Listen to this article

[Editor’s Note: Justin Menno has a PhD in moral theology from the University of Dayton and is currently an instructor of theology at Catholic Central High School in Grand Rapids, Michigan. He writes about issues pertaining to law and Catholic moral theology, and he is especially focused on how the legal treatment of the dead informs the moral and legal recognition of the living. He spoke to Charles Camosy.]

Camosy: We were recently at a conference together where you presented on what the history of the civil rights struggle can teach us about the prudential use of law – especially when it comes to prenatal justice. Can you say more about this? Particularly in light of the major Dobbs Supreme Court case coming up?

Menno: I think the history of the civil rights struggle can teach us a lot about the prudential use of law. And I think that NAACP’s decades-long campaign against the legal regime of Plessy is an excellent case in point. The NAACP did not try to outflank this regime through overly clever legal maneuvers. And nor did they try to overcome it with a single direct blow. Instead, through a series of court cases, the NAACP exploited internal tensions with the text of Plessy to weaken the constitutional plausibility of Plessy. In short, the NAACP used Plessy to undermine Plessy.

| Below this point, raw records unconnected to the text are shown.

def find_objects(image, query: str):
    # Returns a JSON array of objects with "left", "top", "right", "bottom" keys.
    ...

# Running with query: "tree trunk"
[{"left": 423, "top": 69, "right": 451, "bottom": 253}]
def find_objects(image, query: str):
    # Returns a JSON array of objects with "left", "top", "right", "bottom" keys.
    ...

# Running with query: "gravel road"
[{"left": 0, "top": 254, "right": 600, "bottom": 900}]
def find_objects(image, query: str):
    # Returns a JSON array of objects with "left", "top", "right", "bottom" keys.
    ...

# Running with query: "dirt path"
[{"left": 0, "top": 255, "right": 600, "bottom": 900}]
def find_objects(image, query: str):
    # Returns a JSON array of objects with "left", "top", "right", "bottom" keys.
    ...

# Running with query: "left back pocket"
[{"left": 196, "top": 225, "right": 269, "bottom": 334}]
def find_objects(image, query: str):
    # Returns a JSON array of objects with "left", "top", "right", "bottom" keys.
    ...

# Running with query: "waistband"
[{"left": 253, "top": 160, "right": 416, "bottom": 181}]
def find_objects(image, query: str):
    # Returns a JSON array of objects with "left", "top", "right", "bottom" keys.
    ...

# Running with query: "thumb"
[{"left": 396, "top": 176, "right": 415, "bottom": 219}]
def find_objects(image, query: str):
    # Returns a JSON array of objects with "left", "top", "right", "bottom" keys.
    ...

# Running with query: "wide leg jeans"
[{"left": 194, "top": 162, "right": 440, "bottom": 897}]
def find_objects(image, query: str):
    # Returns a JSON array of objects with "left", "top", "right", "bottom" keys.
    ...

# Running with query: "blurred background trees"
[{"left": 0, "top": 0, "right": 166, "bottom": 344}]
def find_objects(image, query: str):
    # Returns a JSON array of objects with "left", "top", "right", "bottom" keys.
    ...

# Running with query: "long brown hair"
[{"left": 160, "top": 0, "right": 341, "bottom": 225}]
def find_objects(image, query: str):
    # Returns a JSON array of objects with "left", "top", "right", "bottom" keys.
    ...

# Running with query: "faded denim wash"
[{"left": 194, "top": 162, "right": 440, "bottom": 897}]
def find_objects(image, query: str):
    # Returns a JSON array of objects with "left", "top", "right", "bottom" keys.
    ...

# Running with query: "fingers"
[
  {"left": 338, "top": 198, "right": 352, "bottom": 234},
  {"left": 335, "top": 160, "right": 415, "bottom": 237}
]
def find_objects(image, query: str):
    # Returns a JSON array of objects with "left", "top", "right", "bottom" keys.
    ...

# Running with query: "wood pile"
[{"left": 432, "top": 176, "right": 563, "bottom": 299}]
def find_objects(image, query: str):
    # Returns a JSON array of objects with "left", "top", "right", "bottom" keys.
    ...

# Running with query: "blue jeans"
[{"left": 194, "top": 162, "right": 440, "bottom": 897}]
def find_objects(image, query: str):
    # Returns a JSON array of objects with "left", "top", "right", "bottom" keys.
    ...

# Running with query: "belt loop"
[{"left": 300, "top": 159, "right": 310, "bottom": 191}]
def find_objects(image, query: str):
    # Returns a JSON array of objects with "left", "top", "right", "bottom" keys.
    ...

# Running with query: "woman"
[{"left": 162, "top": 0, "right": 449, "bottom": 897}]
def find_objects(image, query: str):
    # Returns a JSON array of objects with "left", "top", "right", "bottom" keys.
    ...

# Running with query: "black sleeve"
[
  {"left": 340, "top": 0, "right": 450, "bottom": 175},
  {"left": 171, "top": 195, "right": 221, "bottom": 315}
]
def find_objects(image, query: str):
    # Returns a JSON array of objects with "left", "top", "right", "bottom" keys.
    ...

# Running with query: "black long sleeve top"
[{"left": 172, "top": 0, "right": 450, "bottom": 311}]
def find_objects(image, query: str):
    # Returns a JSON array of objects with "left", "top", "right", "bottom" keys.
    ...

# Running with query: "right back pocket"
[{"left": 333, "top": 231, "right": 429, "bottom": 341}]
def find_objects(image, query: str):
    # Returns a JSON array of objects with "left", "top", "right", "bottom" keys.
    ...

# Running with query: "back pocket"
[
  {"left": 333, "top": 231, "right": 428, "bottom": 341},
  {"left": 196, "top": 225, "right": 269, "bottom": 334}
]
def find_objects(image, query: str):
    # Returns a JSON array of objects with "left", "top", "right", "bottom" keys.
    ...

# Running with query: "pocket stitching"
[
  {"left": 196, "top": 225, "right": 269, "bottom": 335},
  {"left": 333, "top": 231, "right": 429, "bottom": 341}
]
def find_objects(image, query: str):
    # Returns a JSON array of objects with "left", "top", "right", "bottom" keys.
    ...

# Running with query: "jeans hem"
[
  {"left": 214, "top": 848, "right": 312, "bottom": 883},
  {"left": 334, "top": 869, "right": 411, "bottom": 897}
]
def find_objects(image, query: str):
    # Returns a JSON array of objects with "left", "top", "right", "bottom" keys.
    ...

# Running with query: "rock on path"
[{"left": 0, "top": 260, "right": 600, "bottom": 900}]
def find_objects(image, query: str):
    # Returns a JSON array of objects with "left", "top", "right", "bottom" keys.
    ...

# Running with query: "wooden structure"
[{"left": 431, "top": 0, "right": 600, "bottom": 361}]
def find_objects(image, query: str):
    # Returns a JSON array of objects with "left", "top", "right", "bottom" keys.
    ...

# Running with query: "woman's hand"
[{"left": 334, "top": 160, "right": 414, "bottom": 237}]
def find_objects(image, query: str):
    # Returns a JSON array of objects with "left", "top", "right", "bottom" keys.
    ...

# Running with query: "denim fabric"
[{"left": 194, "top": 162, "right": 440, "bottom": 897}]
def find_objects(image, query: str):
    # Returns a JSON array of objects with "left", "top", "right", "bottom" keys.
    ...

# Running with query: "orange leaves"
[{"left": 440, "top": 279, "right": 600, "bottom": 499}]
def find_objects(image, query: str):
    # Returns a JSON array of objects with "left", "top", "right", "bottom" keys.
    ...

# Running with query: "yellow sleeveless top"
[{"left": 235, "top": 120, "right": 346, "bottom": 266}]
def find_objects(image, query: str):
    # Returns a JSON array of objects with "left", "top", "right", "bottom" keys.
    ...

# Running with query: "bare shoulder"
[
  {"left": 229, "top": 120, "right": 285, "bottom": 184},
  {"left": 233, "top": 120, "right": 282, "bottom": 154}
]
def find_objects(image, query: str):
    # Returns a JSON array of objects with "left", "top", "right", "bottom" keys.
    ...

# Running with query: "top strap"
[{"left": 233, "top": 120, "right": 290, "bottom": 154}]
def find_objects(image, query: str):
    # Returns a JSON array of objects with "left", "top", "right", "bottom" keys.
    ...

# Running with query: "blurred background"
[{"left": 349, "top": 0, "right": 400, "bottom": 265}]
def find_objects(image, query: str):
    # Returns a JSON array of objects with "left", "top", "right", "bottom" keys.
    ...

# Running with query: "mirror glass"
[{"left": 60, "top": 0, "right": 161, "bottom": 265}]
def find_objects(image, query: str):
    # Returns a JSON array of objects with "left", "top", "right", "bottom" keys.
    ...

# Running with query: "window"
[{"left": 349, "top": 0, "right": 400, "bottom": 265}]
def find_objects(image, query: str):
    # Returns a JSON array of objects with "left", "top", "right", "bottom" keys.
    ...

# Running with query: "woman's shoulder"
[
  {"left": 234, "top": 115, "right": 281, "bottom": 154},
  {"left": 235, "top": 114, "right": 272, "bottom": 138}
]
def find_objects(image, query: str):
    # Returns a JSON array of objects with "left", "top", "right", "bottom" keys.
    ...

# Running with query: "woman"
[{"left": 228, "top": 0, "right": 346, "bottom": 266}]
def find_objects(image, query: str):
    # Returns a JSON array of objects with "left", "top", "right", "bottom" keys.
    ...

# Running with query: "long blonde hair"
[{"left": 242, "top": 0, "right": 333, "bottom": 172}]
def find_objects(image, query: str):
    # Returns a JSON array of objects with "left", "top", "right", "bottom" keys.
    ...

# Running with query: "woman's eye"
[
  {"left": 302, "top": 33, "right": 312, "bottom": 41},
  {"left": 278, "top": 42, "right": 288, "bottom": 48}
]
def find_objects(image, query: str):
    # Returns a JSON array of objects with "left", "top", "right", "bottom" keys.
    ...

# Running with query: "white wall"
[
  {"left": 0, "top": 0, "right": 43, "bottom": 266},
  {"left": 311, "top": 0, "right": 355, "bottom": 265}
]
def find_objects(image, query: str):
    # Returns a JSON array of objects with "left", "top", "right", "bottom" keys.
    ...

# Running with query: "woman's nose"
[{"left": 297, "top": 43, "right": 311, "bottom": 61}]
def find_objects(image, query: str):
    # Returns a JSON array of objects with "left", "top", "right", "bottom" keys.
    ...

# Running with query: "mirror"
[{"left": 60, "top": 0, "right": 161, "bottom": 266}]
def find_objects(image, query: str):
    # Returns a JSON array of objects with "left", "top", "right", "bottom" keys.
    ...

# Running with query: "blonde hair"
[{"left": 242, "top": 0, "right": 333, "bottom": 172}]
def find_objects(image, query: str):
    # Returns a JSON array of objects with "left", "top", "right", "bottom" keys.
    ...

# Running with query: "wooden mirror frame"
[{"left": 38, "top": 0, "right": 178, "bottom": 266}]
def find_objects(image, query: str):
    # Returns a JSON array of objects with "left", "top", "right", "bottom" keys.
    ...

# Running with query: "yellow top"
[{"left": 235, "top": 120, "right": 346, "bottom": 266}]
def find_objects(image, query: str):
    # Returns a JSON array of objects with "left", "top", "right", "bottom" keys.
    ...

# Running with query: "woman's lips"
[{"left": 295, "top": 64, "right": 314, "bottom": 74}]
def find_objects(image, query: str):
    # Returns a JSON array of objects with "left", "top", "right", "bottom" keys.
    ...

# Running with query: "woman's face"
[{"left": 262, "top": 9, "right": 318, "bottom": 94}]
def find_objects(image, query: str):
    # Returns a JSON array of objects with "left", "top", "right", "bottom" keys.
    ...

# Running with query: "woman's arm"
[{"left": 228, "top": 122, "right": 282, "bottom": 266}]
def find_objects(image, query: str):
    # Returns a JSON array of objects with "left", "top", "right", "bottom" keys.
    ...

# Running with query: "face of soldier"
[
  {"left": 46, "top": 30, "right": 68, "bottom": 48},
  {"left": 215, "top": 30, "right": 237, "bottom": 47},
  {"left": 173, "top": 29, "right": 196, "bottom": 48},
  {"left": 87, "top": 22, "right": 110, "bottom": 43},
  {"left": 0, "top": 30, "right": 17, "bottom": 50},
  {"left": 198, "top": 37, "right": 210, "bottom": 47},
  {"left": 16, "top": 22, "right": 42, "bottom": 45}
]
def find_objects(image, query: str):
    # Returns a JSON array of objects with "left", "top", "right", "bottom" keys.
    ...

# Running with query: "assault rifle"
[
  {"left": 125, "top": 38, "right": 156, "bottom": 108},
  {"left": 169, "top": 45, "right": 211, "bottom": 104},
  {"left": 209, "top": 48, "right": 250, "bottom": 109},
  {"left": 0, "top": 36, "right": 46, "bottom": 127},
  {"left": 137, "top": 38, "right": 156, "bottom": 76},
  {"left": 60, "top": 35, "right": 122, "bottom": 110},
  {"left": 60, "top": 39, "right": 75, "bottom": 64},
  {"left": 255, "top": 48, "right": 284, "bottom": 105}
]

In light of reading some of the briefs in the upcoming Dobbs case, it seems pretty clear that many pro-life legal organizations are attempting to do something similar with Roe and Casey. That is, it seems pretty clear that they are attempting to exploit internal tensions within the texts of Roe and Casey to weaken the constitutional plausibility of each.

To be clear, the upcoming Dobbs case is not a direct challenge to the constitutional merits of Roe and Casey, at least on the surface. The case is supposed to consider the specific question of whether all bans on pre-viability abortions are unconstitutional. Thus, it is a challenge to the scope of Roe and Casey, and especially to the controlling plurality opinion of Casey. Nonetheless, just as the NAACP’s test of Plessy’s scope implicated questions about Plessy’s constitutional merits, the same dynamic seems to be in play in the upcoming Dobbs case in reference to Roe and Casey.

In the period of Jim Crowism – or the period under the Plessy legal regime – did Catholics – or Catholic moral theologians – endorse a particular legal strategy? 

The short answer is no. On the whole, in the effort to challenge legalized segregation, Catholic commentators did not spend a lot of time debating whether to use incrementalist approaches or direct confrontation approaches. But it is very apparent that they applauded any and all legal victories, no matter how big or small, that weakened Plessy.

For example, the editors at the Interracial Review, a Jesuit-run journal, reported on almost every Supreme Court case that challenged the legal regime of Plessy from the Gaines decision in 1938 through the historic victory in Brown in 1954. And it is apparent from their coverage that they endorsed legal challenges to this regime as a right and necessary remedy to the grave injustice of segregation.

Were there any theologians that argued that Catholics, in the effort to combat segregation, should refrain from efforts to overturn or even weaken Plessy? 

It is difficult to find any. Some Catholic commentators worried about the social effects of laws aimed at combating segregation. Specifically, some worried about whether and to what degree laws against segregation would be resisted through legal loopholes or refractory attitudes or active hostility.

But I can’t find any Catholic commentator or moral theologian who categorically stated that it was prudent for Catholics to refrain from legal efforts to combat segregation.

So, what did these theologians think about social policy and legal remedies to segregation? 

In brief, they thought they should be intertwined. And the historical record is pretty clear on this point.

To return to the Interracial Review, the editors and authors of this journal certainly championed legal challenges to the Plessy regime. But so too did they champion social policy challenges to this regime in areas like education, employment, housing, transport, and public accommodations just to name a few. To cite but one example, in the effort to prevent racial discrimination in defense contracting and federal employment, the editors campaigned at length for the establishment of Roosevelt’s Federal Employment Practices Committee (FEPC).

Were there any legal policies or fights that they emphasized? 

Yes, of all the legal policies that they focused on, the editors of the Interracial Review most strongly emphasized the need for federal anti-lynching legislation. In fact, it was, far and away, the most frequently raised subject in editorials throughout the 1930s and 1940s. In support, the editors drew on a range of arguments from the Catholic moral tradition, American constitutional jurisprudence, and then emergent human rights discourse. And they matched these arguments with a similarly sharpened rhetoric.

In the effort to fight the grave social injustices of segregation, the editors thus made clear that legal remedies were not just right and necessary for areas offensive to human dignity and flourishing, but especially so for those hostile to human life.

What are some lessons for the current pro-life movement or new prolife movement ahead? 

That law and social policy must be intertwined. I know that some think these two areas can be delinked. And some even think that should be delinked on the grounds of expedient political strategy. But I don’t find either position persuasive. If anything, the historical witness of Catholic commentators like those at the Interracial Review seem to provide compelling warrants for the rightness of advancing justice for all through law and social policy.